Presented by: Zachary Drillings

#### **Motivation and Goals**

- Achieve a low overhead directory protocol optimized for medium scale systems
- Address correctness issues related to rare protocol races without slowing common transaction flow
- Nacks seriously degrade performance and set up situations where livelock/starvation can occur.
  - Even using acks causes unnecessarily high numbers of messages in some cases, as well.

### Implementation and Design

- Simple Interconnects, such as a crossbar switch
  - Infeasible for large networks, but fine for this scale
  - Can exploit the ordering properties of the switch!
- Quad-Processor Nodes, using Alpha 21264, up to 32 GB memory per node.
  - Can connect up to 8 nodes for a 32 Processor System using a global switch.
  - Directory and Transactions-in-Transit maintained at each node
- Global Switch buffers packets and sends them out independently allowing for totally-ordered multicast, when needed

# **Coherence Model**

- Invalidation Based. Four Message types:
  - Read
  - Read Exclusive
  - Exclusive
  - Exclusive-without-data
  - Requesting Processor doesn't need to wait for acks, because of ability to enforce total ordering.
- Allow for dirty-sharing
- 3 Virtual lanes
  - Qo for carrying requests from requester to home directory (totally ordered!- > invalidates are "delivered" as soon as they are scheduled on the switch)
  - Q1 for carrying replies from home directory
  - Q2 for carrying replies to processor from third-party

## No Naks

- No need to deal with liveness and starvation as a consequence of naks.
- Guarantee the owner can always service a request
- Fewer Messages
- Figure 3 Really neat case where this has an advantage over Naking methods.
- Deal with Races by:
  - Late request race: Hold onto valid copy until home directory acknowledges a write-back
  - Early request race: Delay request on Q1, until data arrives on Q2 (total ordering on Q1 prevents deadlocks)

#### Consistency

- Early Acknowledgement
  - Define commit event for each write, commit only needs to complete before another write occurs.
- Separate data and commit components in replies to data requests.
  - Data is time critical and arrives at requester as fast as possible
  - Commit stays ordered on Q1 line
  - Can't go past memory barrier until both are received
- For Read and read exclusive, can do Early Commit in certain circumstances. -> Go past barrier if commits are recieved

# Discussion/Evaluation

- Not terribly impressive latency improvements when Processors Idle, but better when active.
  - No Snoopy bus
- Somewhat mixed results for various benchmarks against different competitors.
  - Unclear what differing latencies really mean to real-world performance
  - Unclear how valuable benchmarks are, as well as price/performance ratio.
- In general, unconvincing, in my opinion.

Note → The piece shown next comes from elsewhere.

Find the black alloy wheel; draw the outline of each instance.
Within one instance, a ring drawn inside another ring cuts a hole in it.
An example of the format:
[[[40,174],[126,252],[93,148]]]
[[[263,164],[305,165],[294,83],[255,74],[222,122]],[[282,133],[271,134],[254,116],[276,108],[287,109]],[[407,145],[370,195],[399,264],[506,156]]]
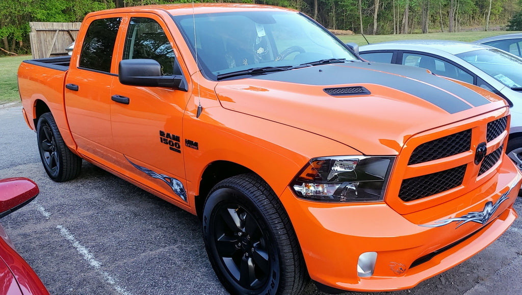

# **Thoughts and Questions**

- Some very interesting ideas.
  - Totally ordered requests, no ordering in data replies.
  - No Naking
  - Reduced number of messages and interesting solutions to races, etc.

#### • However,

- Is this better than competing designs?
- How well are these ideas going to scale?
- How does additional hardware increase cost?
- How does this system change with a switch to multiple cores on chip? Can it still be useful? Could it, in fact, be an even better model, since nodes could be a single chip and much fast?
- With 32 cores, is this even a big win over previous generations?